Se ha dicho que la característica básica del ser humano es su apertura. Los hechos diarios sobre migraciones y migrantes enfrentan y confrontan esta aseveración. Para Kertész, sin embargo, “la ley de nuestro mundo es el error, el malentendido, el no-reconocimiento del otro”. La respuesta humanista a las migraciones y al emigrante debiera ser una, pero es diversa. La tendencia es una respuesta negativa: la clausura de las entradas, el rechazo del extranjero, a quien hacemos sentir como el “enemigo interno” de Kertész, el apátrida, el desarraigado que entonces le inundan temores y se defiende “patas para arriba” contra el sometimiento, el miedo, el desprecio, lo asqueroso de la exclusión.
Todo el que abandona su país o migra lo hace en busca de mejores días, de su bienestar y el de su familia. El hambre, la guerra, el crimen, la violencia, el régimen, la etnia, el origen, la forma de pensar, las creencias y las ideologías políticas son todos, detonadores. La tortura, el terror y la muerte les acechan. Unos lo hacen huyendo en manadas, con un mínimo de enseres y equipaje, sin alimentos disponibles ni agua, en condiciones antihigiénicas, enfermos. Otros lo hacen con comodidades, propiedades y capital. En esos dos extremos, la urgencia de “ponerse a salvo” los rasa, como uno solo, pero sus comportamientos varían. Pero lo más oneroso es nuestra respuesta: a los primeros los rechazamos, a los segundos les abrimos las puertas no importa cuánto delito han cometido.
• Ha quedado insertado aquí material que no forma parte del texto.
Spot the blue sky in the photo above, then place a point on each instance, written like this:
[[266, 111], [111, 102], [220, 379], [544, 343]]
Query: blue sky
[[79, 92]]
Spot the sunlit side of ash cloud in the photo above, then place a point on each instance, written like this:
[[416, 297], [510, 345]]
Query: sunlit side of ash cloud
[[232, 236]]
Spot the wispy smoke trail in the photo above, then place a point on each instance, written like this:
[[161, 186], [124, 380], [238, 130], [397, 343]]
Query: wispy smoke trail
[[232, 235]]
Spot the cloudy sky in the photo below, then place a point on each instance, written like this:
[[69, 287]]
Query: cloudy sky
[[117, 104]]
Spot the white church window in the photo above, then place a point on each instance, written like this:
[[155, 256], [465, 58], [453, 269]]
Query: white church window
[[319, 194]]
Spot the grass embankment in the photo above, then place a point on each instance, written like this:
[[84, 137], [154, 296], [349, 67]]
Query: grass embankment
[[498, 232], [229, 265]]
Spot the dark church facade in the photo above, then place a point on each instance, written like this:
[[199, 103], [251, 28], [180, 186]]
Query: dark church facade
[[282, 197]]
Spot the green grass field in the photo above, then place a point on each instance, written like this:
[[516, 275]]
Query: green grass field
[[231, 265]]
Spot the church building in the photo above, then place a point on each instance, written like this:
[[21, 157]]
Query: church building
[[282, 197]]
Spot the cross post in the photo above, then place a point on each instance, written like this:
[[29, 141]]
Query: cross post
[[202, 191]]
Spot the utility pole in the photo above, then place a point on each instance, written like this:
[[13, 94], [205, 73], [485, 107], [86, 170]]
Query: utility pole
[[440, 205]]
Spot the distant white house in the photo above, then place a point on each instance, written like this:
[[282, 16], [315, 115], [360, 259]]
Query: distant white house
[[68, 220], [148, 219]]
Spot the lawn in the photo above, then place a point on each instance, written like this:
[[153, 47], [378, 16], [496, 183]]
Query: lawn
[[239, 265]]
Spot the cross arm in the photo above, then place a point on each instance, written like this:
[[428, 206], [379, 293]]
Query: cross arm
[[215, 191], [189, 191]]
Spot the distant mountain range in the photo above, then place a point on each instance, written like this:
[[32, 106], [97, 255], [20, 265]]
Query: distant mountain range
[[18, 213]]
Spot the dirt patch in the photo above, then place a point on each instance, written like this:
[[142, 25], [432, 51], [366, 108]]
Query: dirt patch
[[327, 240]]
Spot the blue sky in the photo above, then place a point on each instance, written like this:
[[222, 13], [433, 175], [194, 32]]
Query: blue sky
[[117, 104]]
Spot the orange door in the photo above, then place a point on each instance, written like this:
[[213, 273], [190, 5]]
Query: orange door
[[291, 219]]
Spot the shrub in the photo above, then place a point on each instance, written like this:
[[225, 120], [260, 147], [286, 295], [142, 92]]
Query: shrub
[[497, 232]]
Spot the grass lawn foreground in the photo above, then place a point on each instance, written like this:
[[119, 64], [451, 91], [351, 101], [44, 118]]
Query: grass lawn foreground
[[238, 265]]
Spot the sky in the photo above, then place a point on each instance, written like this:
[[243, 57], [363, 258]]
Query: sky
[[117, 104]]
Muchos desplazados llegan a diversos destinos con los bolsillos rotos -gracias a los traficantes de seres humanos y de ilusiones. Gente inescrupulosa que hace riquezas desde la necesidad de otros. Otros, no importa la edad ni el género, son abocados a la prostitución y al crimen. No son muchos los que sobreviven el sufrimiento con dignidad y valores, pero los hay. El desplazado de hoy puede llegar a ser también un excluido de mañana. Rigoberta Menchú lo ha dicho elocuentemente: “Dejar el país de uno en busca de un refugio, para salvar la familia o el pueblo, significa enfrentarse a lo desconocido”.
Hoy, es una crisis humanitaria la que nutre la inmigración. Una crisis humanitaria interior, en nosotros mismos, en nuestra propia percepción y comportamiento frente al que migra. Mientras creemos y gozamos nuestra comodidad –aún sin cuidarla- ignoramos, aborrecemos y miramos a otra parte la incomodidad del otro, la patria del otro, el hogar del otro. Pero, ¿qué es la patria, el hogar, el país? Si algo hay que afirmar con claridad y certeza es que no es el suelo natal. La propia patria, el propio país no es aquel donde se nace, sino donde se nos acoge, donde se nos nutre, donde se nos da abrigo y esperanzas.
Como dijo el Papa Francisco en Juárez, México, “esta crisis, puede ser medida por estadísticas, pero es mejor medirla con nombres, historias, familias”.